The Story
Why it exists.
The beginning
Sophie Labbé created 10:10 AM in Sicilia for Kenzo in 2011, naming it for a specific moment in a specific place. The title is literal, 10:10 AM on the Sicilian coast, when the morning has settled into itself and the day hasn't yet made demands. The fragrance translates that unhurried clarity into scent: citrus bright enough to feel like sunlight, grounded by cedar and vetiver like the warmth left on skin after you've stepped out of the sea. It's optimistic in the way Kenzo always is, finding joy in the everyday rather than chasing complexity for its own sake. The composition captures something particular about Mediterranean mornings: the light is already warm, but the air still carries the coolness of night.
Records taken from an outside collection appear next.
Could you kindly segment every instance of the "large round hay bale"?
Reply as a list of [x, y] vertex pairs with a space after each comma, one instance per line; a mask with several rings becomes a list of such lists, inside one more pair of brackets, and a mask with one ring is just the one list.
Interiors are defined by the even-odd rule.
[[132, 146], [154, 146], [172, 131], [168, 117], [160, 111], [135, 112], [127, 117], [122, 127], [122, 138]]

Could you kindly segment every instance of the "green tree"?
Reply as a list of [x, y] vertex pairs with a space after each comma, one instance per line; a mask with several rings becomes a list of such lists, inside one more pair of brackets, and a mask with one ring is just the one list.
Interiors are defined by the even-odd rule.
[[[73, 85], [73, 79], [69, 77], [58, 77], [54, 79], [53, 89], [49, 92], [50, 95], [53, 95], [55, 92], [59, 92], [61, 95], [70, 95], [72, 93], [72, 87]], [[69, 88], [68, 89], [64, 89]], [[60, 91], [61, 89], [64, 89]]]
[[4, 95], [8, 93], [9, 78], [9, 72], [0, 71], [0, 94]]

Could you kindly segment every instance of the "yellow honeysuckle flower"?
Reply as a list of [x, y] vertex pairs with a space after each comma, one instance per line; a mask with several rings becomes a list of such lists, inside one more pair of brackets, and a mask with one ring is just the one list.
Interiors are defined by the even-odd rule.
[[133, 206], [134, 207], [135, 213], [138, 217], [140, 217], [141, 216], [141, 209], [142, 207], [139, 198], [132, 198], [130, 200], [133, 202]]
The structure is worth pausing on. Three citruses, grapefruit, mandarin, bergamot, work in concert without muddying into a single accord. The grapefruit leads, bitter and bright. The mandarin sweetens it. The bergamot threads between them, keeping everything lifted. At the heart, freesia provides a cool white floral counterpoint to the fig tree's green, slightly vegetable character, leaves and stems rather than fruit. Peony softens the handoff. The base is where it earns its place: Virginia cedar and vetiver create a woody warmth that lingers long after the citrus fades, lasting through late morning and into early afternoon.
The evolution
The opening hits fast and bright, grapefruit first, sharp and direct, with that slight bitter edge that keeps it from reading as sweet. Mandarin follows, rounder and fruitier. Bergamot pulls everything together, giving the citrus phase structure rather than chaos. This is the 10:10 AM moment, the fragrance at its most energetic. It lasts maybe thirty to forty-five minutes before the citrus begins to recede. The transition isn't dramatic. Freesia arrives quietly, cool and clean, followed by the fig tree, green, slightly milky, the scent of leaves and shade rather than the fruit itself. Peony smooths the edges. Within an hour, the composition has shifted from pure citrus to something softer, more layered. The drydown is where it earns longevity. Cedar emerges slowly, dry and woody, while vetiver adds earth and a hint of smoke. The citrus never fully disappears, it's there underneath, a memory of the opening. What remains by late morning is warm, woody, and close to the skin. The sillage is moderate, intimate rather than announced.
Cultural impact
10:10 AM in Sicilia arrived in 2011 as an airport exclusive before wider release, positioning itself as a travel fragrance from the start. The timing makes sense, it's a scent built for transit, for mornings away from home, for the particular alertness of being somewhere new. The fragrance finds itself in good company among Kenzo's optimistic, lifestyle-forward compositions, offering accessibility over complexity. It doesn't try to be the most interesting fragrance in the room. It tries to be the one you reach for when you want to smell like a good morning.